Combats in the game often play out against a sense of how relatively tough each foe in the fight is and what kinds of damage and effects they dish out. As such, any minor adjustment to the foes’ baseline combat stats can easily freshen up a fight, especially for experienced players who know what monsters do. Changing up damage types is a dead easy tweak to make, with corrupt cultists dealing necrotic damage with their weapon attacks, monsters in an elemental shrine dealing acid, cold, or fire damage, and so forth. You can also add an extra 1d4 or 1d6 damage of a new type to just about any creature without messing up the difficulty of an encounter.

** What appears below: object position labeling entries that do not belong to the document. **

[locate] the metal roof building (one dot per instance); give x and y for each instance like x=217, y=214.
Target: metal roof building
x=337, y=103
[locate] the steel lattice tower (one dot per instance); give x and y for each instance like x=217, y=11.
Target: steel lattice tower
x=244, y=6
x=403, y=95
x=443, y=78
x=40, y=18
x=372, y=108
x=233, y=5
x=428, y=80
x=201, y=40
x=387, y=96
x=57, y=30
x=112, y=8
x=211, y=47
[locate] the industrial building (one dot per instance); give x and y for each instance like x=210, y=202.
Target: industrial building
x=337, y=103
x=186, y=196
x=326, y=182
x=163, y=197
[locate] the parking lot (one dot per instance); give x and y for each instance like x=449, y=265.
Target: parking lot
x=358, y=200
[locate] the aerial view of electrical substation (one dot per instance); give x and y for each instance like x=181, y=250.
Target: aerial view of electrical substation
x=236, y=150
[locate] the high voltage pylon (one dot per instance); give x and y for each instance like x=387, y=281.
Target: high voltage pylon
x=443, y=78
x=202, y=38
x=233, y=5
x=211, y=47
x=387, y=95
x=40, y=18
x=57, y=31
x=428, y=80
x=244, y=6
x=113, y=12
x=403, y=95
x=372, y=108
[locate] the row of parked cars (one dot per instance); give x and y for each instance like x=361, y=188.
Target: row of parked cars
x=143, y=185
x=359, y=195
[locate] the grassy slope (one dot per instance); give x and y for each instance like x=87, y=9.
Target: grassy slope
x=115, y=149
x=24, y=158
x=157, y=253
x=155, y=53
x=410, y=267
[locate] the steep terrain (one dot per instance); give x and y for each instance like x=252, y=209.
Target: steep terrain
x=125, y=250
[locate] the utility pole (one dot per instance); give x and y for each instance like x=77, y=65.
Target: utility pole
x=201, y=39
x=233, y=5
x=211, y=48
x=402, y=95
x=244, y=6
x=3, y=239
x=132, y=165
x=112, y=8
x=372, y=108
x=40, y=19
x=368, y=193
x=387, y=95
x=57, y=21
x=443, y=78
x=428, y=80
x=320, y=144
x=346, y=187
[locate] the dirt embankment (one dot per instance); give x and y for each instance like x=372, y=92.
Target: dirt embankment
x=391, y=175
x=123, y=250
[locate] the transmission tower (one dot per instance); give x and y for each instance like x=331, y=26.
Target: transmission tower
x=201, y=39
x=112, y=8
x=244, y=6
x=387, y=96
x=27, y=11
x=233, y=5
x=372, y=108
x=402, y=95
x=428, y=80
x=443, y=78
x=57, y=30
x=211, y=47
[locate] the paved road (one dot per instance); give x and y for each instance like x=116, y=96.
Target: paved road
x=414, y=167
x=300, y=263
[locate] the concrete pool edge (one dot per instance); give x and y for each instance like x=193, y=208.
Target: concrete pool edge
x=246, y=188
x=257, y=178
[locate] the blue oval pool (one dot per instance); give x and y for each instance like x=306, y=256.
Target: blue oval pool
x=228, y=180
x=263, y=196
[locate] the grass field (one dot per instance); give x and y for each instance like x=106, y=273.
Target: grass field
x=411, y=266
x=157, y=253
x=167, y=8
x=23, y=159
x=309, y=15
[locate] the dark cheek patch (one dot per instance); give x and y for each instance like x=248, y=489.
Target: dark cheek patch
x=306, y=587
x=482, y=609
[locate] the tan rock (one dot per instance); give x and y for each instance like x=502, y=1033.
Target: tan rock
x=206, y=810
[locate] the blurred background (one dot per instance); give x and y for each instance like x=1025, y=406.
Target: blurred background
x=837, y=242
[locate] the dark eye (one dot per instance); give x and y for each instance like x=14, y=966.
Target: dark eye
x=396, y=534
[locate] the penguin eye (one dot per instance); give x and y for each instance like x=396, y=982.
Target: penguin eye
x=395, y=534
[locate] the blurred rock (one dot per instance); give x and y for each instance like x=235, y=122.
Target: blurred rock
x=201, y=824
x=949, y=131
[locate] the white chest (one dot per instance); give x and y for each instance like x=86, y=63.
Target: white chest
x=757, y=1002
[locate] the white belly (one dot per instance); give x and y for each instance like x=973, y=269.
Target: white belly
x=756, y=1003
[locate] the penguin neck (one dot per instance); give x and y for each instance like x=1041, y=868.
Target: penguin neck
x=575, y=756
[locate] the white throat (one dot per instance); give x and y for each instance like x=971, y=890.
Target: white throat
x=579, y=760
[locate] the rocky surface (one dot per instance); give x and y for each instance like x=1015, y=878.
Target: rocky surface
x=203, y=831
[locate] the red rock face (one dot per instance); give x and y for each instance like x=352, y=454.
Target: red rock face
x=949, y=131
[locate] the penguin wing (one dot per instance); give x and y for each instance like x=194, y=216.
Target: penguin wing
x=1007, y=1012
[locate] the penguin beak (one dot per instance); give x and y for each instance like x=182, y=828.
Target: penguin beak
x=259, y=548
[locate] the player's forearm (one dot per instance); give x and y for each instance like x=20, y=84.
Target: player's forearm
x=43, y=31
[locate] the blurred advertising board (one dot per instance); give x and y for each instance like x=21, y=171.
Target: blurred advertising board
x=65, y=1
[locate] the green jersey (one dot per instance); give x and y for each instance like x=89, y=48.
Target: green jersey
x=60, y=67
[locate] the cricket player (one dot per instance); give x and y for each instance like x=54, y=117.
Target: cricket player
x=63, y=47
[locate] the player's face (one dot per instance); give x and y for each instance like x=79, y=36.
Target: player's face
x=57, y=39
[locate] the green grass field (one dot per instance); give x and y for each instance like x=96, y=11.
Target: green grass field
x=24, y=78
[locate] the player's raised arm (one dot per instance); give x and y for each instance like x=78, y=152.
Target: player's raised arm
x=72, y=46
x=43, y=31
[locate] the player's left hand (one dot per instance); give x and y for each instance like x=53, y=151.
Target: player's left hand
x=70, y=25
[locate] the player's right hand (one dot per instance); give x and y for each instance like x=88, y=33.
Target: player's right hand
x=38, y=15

You can also make matched changes to any monster’s baseline stats to mix things up, pairing up a benefit and a detriment for balance. An easy example is lowering a monster’s AC to make them easier to hit, while giving them enough extra hit points to keep them in the fight for an extra round. Or in a group of identical monsters, let one attack with advantage even as you cut their hit points by half, creating a front-line foe whose combat prowess will freak the characters out, and whose early demise will feel like a huge win.

Turning the Tables

One of the best ways to make a combat encounter memorable for all the wrong reasons is to have a fight suddenly go way harder or way easier than you expected. One way to narratively adjust the threat level on the fly is to introduce some element during the fight — a conveniently spotted relic that a character grabs up, a suddenly active magical effect, a mysterious sound heard in the distance — that gets all the foes’ attention. Then have that element drive foes into a fighting frenzy with short-term bonuses or advantage on attack rolls to turn the heat up in a fight, or have it inspire a number of foes to flee if the combat is going unexpectedly hard. When the fight is done, you don’t even need to figure out why the chosen element has this effect on the party’s enemies. Instead, let the players speculate, then quietly adopt their most interesting idea.

Going to Ground

A static battlefield too easily lends itself to characters and foes not moving. So at the end of the first round of combat, have that battlefield go wonky. If the setting is a magical shrine, maybe that magic starts going haywire to turn stone to mud, to make the floor buckle, to cause creatures to spontaneously levitate against their will, and so forth. Out of doors, constant rain can fuel sudden ground-slips or sinkholes, or errant fire damage can set dry grass or trees alight to create quickly shifting areas of flame. Any ground-based effect that deals minor damage or imposes a short-term condition can help keep combatants in motion.

Where’d They Go?

Elements of the battlefield that hinder the perception of characters or their foes work especially well to keep ranged attackers and spellcasters from holing up at a safe location and strafing the other side. Shifting fog can be an easy addition to an outdoor encounter, while magical darkness might crop up around any old shrine or magical pool, or as a magical trap ready to be accidentally tripped during the fight. Keep areas of concealment moving whenever possible so combatants can’t just lock down alongside them. Or for an even higher-magic approach to the same end, have shifting pockets of teleportation magic scattered around an ancient ruin or wizard’s sanctum randomly fling characters into new locations, forcing them to move to regain optimal attack position.

Blast From the Past

Fighting in ancient ruins is a mainstay of the game, so don’t be afraid to let those ruins come back to life for a bit. When magic is unleashed or a character or monster crashes into a rusting lever, let the battlefield get nostalgic for what it once was. Have a dormant magical shrine come back to life, dealing damage or granting benefits to creatures who start their turns within a certain distance of it. Let an old fountain start spewing muddy water, whether laced with magic or simply making the floor around it dangerously slippery. Or have spectral threats manifest in response to being disturbed, whether as additional undead foes or deleterious environmental effects.